Autarquia de Santa Maria Maior referiu ainda que a iniciativa permite que uma entidade privada possa "fazer concorrência às coletividades e às pessoas dos verdadeiros bairros populares".

A Junta de Freguesia de Santa Maria Maior, em Lisboa, contestou a realização de um arraial na Praça do Município, entre esta quinta-feira e domingo, mas a câmara municipal assegurou o respeito pela tradição das festas populares da cidade.

Em causa está um comunicado da Junta de Freguesia de Santa Maria Maior, presidida por Miguel Coelho (PS), sobre a realização na Praça do Município de "um arraial de sardinha assada promovido por uma entidade privada e com o beneplácito da Câmara Municipal de Lisboa", no qual o autarca afirma ter recebido essa informação "com alguma perplexidade".

"Nunca a Junta de Freguesia de Santa Maria Maior licenciou arraiais fora do seu espaço natural e tradicional e muito menos em áreas do território que, pela sua monumentalidade e dignidade arquitetónica e institucional, deverão ser utilizadas para outras funções", apontou a autarquia.

No comunicado compara-se esta decisão "desadequada" com o eventual caso de o próximo 05 de Outubro - Implantação da República ser celebrado na Rua das Farinhas ou no Largo do Salvador em vez de ser na Praça do Município.

A autarquia de Santa Maria Maior referiu ainda que a iniciativa permite que uma entidade privada possa "fazer concorrência às coletividades e às pessoas dos verdadeiros bairros populares, desvirtuando uma tradição secular e abastardando festejos que têm um cariz e uma autenticidade que importa acarinhar e preservar", condenando a decisão da câmara de autorizar um arraial na Praça do Município.
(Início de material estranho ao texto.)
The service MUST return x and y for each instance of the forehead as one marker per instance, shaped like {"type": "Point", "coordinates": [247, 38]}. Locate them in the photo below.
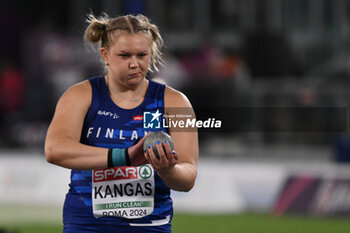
{"type": "Point", "coordinates": [130, 42]}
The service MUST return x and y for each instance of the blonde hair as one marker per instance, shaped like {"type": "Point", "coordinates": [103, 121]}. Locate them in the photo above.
{"type": "Point", "coordinates": [100, 31]}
Em resposta, o gabinete do presidente do executivo camarário, Carlos Moedas (PSD), indicou que "o arraial é promovido pela Câmara Municipal de Lisboa em parceria com a Associação de Dinamização da Baixa Pombalina" e está previsto ocorrer "apenas de 02 a 05 [de junho], quatro dias", ou seja, entre hoje e domingo.

"Os arraiais populares nos bairros históricos e outras zonas da cidade têm, na sua maioria, a duração do mês de junho, sendo que o arraial em apreço [na Praça do Município] terá a duração de apenas quatro dias, respeitando a tradição de arraiais da cidade apesar de contrapor com o histórico dos arraiais em bairros históricos, que congregam muitas pessoas pela sua longa tradição e existência", defendeu a Câmara Municipal de Lisboa, em resposta escrita à agência Lusa.

Segundo a programação Cultura na Rua, preparada pela Empresa de Gestão de Equipamentos e Animação Cultural (EGEAC), o arraial na Praça do Município é organizado também com o apoio do estabelecimento Banana Café e decorre nesses quatro dias, no máximo até à 01:00, ainda que hoje e domingo seja até às 24:00, "com sardinhas, caldo verde e muito mais" e "a música ambiente acompanha o repasto".

"O arraial decorre dentro do cumprimento das condições aplicáveis, designadamente de ocupação de espaço público e licença de ruído, bem como de higiene e segurança", assegurou o gabinete de Carlos Moedas, referindo que este evento da Câmara Municipal de Lisboa pretende manifestar-se como "um apoio e regresso às festas da cidade, daí que tenha uma duração curta".

Sobre o histórico relativamente à realização de eventos deste tipo neste espaço, também designado como Paços do Concelho, a câmara afirmou que "na Praça do Município já se realizaram algumas iniciativas deste âmbito, designadamente um mercado de Natal".

Para a autarquia de Santa Maria Maior, festejar os santos populares na Praça do Município num arraial promovido por "um qualquer operador turístico" é uma decisão desadequada e que "só revela uma enorme falta de respeito pelas populações que aqui vivem e trabalham e, até, pela integridade do património desta freguesia".

Depois de dois anos de paragem forçada devido à pandemia de Covid-19, as Festas de Lisboa voltam a realizar-se este ano, um pouco por toda a cidade, entre 28 de maio e 30 de junho, com arraiais, marchas populares e casamentos de Santo António, assim como concertos, cinema, teatro e exposições.